International Journal of Computer Applications |
Foundation of Computer Science (FCS), NY, USA |
Volume 20 - Number 3 |
Year of Publication: 2011 |
Authors: Manpreet Singh, Gurvinder Singh |
10.5120/2414-3226 |
Manpreet Singh, Gurvinder Singh . Cluster Analysis Technique based on Bipartite Graph for Human Protein Class Prediction. International Journal of Computer Applications. 20, 3 ( April 2011), 22-27. DOI=10.5120/2414-3226
In the present paper, the cluster analysis as a form of unsupervised learning is implemented for human protein class prediction. The data related to human protein is accessed from Human Protein Reference Database (HPRD). From HPRD, the sequences related to ten molecular classes are obtained. For each of the molecular class five amino acid sequences are obtained.
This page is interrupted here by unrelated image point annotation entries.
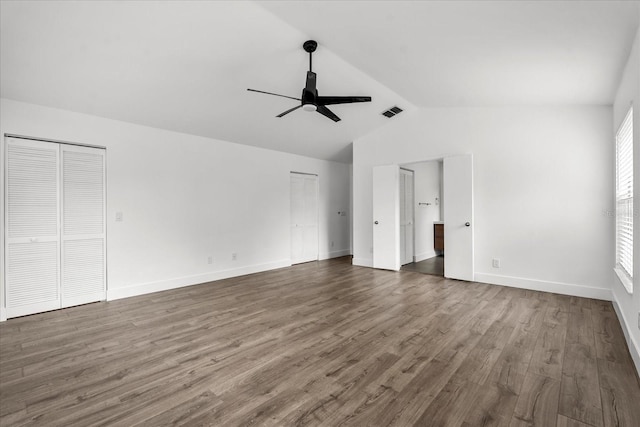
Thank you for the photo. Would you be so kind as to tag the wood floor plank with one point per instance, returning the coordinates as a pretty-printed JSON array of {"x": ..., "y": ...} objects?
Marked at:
[
  {"x": 569, "y": 422},
  {"x": 580, "y": 384},
  {"x": 322, "y": 343},
  {"x": 538, "y": 402},
  {"x": 620, "y": 394}
]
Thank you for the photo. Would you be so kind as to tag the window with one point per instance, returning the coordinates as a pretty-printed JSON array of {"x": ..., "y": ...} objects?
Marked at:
[{"x": 624, "y": 201}]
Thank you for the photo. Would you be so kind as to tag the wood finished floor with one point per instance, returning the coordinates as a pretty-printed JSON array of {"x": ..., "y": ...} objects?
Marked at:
[
  {"x": 433, "y": 266},
  {"x": 322, "y": 343}
]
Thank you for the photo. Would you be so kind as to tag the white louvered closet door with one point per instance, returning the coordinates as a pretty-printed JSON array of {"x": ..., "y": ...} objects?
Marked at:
[
  {"x": 32, "y": 227},
  {"x": 83, "y": 225}
]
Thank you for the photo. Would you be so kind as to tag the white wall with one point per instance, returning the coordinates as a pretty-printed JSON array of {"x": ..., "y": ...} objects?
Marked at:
[
  {"x": 427, "y": 179},
  {"x": 628, "y": 305},
  {"x": 185, "y": 197},
  {"x": 543, "y": 188}
]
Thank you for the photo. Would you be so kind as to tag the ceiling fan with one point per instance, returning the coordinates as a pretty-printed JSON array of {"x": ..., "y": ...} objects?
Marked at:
[{"x": 310, "y": 100}]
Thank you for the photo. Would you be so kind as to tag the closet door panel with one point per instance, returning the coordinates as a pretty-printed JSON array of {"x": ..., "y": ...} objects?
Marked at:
[
  {"x": 32, "y": 227},
  {"x": 83, "y": 225}
]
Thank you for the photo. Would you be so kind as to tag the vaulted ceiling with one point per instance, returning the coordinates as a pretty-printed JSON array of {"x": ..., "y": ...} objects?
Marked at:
[{"x": 185, "y": 65}]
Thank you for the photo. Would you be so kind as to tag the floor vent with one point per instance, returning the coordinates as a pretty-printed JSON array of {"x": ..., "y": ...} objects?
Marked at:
[{"x": 392, "y": 112}]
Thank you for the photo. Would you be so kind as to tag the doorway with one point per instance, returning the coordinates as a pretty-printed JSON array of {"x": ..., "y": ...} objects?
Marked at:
[
  {"x": 304, "y": 217},
  {"x": 427, "y": 218},
  {"x": 457, "y": 215}
]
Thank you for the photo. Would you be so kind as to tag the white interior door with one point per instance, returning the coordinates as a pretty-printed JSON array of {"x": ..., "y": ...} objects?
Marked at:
[
  {"x": 386, "y": 217},
  {"x": 32, "y": 227},
  {"x": 304, "y": 217},
  {"x": 406, "y": 217},
  {"x": 83, "y": 225},
  {"x": 458, "y": 217}
]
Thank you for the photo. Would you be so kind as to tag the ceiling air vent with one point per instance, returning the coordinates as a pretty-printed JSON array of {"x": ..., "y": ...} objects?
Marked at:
[{"x": 392, "y": 112}]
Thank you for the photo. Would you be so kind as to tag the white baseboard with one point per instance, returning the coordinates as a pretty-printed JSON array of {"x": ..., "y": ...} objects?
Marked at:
[
  {"x": 362, "y": 262},
  {"x": 634, "y": 347},
  {"x": 179, "y": 282},
  {"x": 334, "y": 254},
  {"x": 425, "y": 255},
  {"x": 542, "y": 285}
]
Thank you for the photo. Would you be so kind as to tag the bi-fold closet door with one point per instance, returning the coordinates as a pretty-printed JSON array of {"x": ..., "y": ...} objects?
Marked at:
[{"x": 55, "y": 231}]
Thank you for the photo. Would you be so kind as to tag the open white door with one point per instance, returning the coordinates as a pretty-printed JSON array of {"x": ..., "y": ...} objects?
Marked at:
[
  {"x": 386, "y": 217},
  {"x": 406, "y": 217},
  {"x": 458, "y": 217}
]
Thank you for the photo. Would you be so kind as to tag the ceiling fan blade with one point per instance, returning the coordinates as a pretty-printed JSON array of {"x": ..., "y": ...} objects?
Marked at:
[
  {"x": 276, "y": 94},
  {"x": 289, "y": 110},
  {"x": 331, "y": 100},
  {"x": 327, "y": 113}
]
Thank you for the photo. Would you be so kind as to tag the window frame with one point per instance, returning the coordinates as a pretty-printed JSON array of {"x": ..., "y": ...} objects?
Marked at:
[{"x": 624, "y": 199}]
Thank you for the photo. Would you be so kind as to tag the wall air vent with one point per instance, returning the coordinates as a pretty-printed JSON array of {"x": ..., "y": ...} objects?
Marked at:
[{"x": 392, "y": 112}]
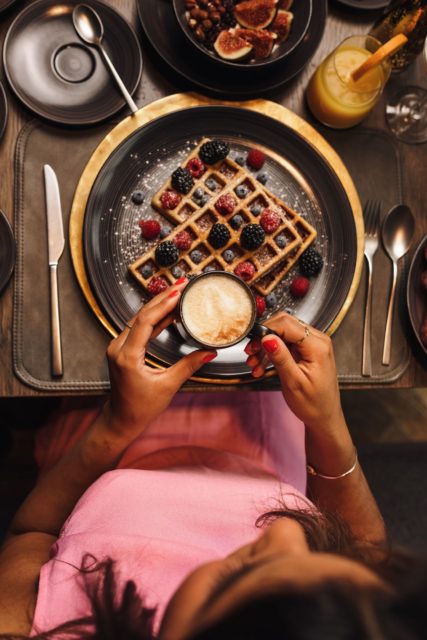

Then with the help of various web based tools, SDFs (Sequence derived Features) are extracted for each sequence. By analyzing the variation in the values of the obtained SDFs, priorities are assigned to them. Because each sequence has some value for each of the SDF, so obtained data is a complete weighted bipartite graph consisting of two independent set of nodes i.e. one set of all the sequences and second of all SDFs. Then bipartite graph is represented into the memory with adjacency weight matrix. On the basis of values of input SDFs and by considering priority of each of the SDF, clusters of the data available in the adjacency matrix are generated. Then those clusters are backtracked to predict the class of the entered sequence.